Many therapeutic options exist for risk factor management to prevent a first stroke. The choice of an appropriate risk modification program depends on individual stroke risk. Each individual should have an assessment of risk of first stroke. Many factors can contribute to stroke risk. Many individuals have more than one risk factor, some of which are well documented and some less well documented. Several stroke risk assessment tools are available to use for primary stroke prevention screening programs [189]. These stroke risk estimation tools generally focus on several major vascular risk factors and do not include the full range of contributing factors, and especially do not consider different characteristics of various race/ethnic populations. The Framingham Stroke Profile is gender specific and provides a gender-specific 1-, 5-, or 10-year cumulative stroke risk [190]. Independent stroke predictors included in the Framingham Stroke Profile are age, systolic blood pressure, hypertension, diabetes mellitus, current smoking, established cardiovascular disease (any one of myocardial infarction, angina or coronary insufficiency, congestive heart failure, or intermittent claudication), atrial fibrillation, and left ventricular hypertrophy on EKG. It has been updated to include the use of antihypertensive therapy and the risk of stroke or death among individuals with atrial fibrillation (Table 5) [191]. Although very useful in some populations, the Framingham Stroke Profile has not been sufficiently studied in different race/ethnic groups.

Table 5.

Modified Framingham Stroke Profile

Risk factor Points
Age
54−56 y 0
57−59 y 1
60−62 y 2
63−65 y 3
66−68 y 4
69−71 y 5
72−74 y 6
75−77 y 7
78−80 y 8
81−83 y 9
84−86 y 10
Systolic blood pressure
95−105 mm Hg 0
106−116 mm Hg 1
117−126 mm Hg 2
127−137 mm Hg 3
138−148 mm Hg 4
149−159 mm Hg 5
160−170 mm Hg 6
171−181 mm Hg 7
182−191 mm Hg 8
192−202 mm Hg 9
203−213 mm Hg 10
Treated systolic pressure 2
Diabetes mellitus 2
Cigarette smoking 3
CHD 3
Atrial fibrillation 4
Left ventricular hypertrophy on EKG 6

Data from Wang TJ, Massaro JM, Levy D, et al. A risk score for predicting stroke or death in individuals with new-onset atrial fibrillation in the community: the Framingham Heart Study.

Alternative prediction models using Framingham risk factors and adding continuous levels of risk factors have been developed in other cohorts but their validity has not been well tested. [3,192,193]

Summary

A goal is to develop a generally applicable and simple tool for assessing stroke risk.
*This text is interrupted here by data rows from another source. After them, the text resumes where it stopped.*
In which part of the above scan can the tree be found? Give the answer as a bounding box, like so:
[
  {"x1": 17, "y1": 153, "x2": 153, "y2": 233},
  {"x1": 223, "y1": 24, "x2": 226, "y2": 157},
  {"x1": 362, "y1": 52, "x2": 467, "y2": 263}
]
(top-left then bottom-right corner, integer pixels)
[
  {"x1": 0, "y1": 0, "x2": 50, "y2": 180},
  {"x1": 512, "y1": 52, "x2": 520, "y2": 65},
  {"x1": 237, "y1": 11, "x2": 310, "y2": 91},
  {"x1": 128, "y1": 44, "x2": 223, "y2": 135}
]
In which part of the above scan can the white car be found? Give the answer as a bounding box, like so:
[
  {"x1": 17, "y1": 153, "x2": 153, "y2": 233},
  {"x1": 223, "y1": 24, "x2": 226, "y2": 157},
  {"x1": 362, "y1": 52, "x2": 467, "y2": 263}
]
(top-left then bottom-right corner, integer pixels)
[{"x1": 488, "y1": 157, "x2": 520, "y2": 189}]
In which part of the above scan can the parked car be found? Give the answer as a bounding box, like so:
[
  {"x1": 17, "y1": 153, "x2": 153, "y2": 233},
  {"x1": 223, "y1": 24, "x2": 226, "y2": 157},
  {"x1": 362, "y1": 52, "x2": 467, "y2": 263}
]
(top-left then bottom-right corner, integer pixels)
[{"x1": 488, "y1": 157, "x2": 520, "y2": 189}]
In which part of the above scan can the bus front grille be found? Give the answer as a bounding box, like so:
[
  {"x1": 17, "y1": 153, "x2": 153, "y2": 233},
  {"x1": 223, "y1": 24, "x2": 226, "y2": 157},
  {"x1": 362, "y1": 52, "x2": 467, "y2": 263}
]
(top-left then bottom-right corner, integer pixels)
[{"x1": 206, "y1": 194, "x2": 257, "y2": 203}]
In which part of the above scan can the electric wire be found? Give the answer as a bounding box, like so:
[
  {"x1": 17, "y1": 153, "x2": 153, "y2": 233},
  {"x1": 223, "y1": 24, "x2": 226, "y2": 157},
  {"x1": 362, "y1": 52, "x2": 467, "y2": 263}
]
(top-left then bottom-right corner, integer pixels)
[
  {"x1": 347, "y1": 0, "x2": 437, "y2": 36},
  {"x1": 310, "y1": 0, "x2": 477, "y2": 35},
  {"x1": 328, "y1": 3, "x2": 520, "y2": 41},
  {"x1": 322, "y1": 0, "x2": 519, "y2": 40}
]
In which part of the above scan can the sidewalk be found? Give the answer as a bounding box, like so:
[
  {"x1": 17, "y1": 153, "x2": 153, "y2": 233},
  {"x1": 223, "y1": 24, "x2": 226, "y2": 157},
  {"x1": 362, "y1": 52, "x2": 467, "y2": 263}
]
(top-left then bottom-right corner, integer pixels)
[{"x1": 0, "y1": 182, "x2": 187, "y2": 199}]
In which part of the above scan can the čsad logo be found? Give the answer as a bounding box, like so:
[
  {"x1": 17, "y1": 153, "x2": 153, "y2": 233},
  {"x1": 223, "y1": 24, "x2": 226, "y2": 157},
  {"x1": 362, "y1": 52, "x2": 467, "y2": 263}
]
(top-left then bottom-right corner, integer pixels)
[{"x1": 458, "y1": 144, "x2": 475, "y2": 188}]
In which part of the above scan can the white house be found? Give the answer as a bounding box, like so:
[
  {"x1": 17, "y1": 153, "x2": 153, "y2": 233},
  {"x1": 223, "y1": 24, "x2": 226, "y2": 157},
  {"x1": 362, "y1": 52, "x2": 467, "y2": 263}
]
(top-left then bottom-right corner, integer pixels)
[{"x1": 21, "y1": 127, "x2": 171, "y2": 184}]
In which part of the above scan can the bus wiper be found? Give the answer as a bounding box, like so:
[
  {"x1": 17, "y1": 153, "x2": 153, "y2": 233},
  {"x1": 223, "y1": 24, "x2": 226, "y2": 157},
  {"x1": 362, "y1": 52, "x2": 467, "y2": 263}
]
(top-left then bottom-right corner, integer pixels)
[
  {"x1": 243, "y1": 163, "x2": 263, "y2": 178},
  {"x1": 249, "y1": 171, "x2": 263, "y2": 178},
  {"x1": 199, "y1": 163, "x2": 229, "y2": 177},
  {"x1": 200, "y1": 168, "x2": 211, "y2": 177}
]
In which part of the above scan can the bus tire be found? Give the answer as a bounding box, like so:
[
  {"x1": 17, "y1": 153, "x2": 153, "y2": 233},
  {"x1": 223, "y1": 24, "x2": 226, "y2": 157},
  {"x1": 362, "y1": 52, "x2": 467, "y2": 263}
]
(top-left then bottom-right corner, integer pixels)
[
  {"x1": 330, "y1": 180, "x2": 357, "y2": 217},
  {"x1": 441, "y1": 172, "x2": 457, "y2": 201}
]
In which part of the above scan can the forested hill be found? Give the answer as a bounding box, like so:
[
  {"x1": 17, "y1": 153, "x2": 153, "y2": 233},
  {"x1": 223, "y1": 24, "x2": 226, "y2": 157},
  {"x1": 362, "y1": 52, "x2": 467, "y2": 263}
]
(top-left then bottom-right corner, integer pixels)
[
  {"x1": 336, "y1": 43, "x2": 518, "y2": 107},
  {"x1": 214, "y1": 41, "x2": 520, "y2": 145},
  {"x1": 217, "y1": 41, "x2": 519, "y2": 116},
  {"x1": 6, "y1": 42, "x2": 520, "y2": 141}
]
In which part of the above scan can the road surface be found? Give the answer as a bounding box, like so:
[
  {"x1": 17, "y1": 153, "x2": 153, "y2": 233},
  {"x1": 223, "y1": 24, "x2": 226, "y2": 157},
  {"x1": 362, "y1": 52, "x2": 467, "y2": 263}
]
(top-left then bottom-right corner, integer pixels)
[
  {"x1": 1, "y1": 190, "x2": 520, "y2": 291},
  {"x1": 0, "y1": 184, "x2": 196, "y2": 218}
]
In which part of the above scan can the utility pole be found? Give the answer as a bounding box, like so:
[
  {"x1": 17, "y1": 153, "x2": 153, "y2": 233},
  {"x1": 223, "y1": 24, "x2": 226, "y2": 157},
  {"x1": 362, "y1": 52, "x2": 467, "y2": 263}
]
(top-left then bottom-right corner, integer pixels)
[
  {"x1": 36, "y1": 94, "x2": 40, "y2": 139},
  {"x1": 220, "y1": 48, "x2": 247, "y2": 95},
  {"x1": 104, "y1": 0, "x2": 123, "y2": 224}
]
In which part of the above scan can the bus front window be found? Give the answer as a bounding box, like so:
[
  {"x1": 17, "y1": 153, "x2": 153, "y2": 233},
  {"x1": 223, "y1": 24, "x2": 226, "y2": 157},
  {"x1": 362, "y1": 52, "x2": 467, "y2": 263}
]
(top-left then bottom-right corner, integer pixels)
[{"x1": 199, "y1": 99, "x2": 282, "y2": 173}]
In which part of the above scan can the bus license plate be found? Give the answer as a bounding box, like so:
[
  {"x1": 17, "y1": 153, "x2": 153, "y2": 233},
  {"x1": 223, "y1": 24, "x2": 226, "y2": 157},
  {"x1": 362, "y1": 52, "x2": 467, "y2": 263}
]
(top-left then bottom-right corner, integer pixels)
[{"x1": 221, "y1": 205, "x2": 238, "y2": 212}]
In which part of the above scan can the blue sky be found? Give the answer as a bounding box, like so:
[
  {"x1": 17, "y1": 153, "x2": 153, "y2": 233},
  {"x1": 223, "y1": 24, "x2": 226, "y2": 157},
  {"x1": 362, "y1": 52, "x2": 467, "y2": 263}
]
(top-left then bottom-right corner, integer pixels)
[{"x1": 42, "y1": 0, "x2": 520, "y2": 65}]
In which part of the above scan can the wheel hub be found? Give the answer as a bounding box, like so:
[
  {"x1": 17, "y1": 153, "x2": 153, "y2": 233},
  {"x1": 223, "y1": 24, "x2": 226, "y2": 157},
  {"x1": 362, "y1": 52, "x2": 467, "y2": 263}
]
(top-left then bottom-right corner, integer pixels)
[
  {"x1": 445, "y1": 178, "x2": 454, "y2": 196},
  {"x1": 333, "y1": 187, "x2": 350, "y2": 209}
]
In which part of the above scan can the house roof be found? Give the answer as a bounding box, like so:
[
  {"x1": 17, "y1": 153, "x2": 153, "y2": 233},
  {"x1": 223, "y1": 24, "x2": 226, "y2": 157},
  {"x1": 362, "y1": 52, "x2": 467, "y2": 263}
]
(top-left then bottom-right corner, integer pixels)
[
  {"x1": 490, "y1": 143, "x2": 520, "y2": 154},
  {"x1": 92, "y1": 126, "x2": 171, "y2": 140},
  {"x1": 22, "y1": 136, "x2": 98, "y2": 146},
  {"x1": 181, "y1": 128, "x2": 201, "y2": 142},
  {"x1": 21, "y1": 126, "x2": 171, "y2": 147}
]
Such tools that exist each have limitations and none is widely accepted. New risk factors associated with the risk of stroke are emerging and they would need to be considered in newer stroke risk assessment tools. Validation of the current stroke risk assessment tools is needed in different age, gender, and race/ethnic groups. The complexity of risk factors predicting stroke in an individual makes development of new stroke risk assessment tools a challenging task.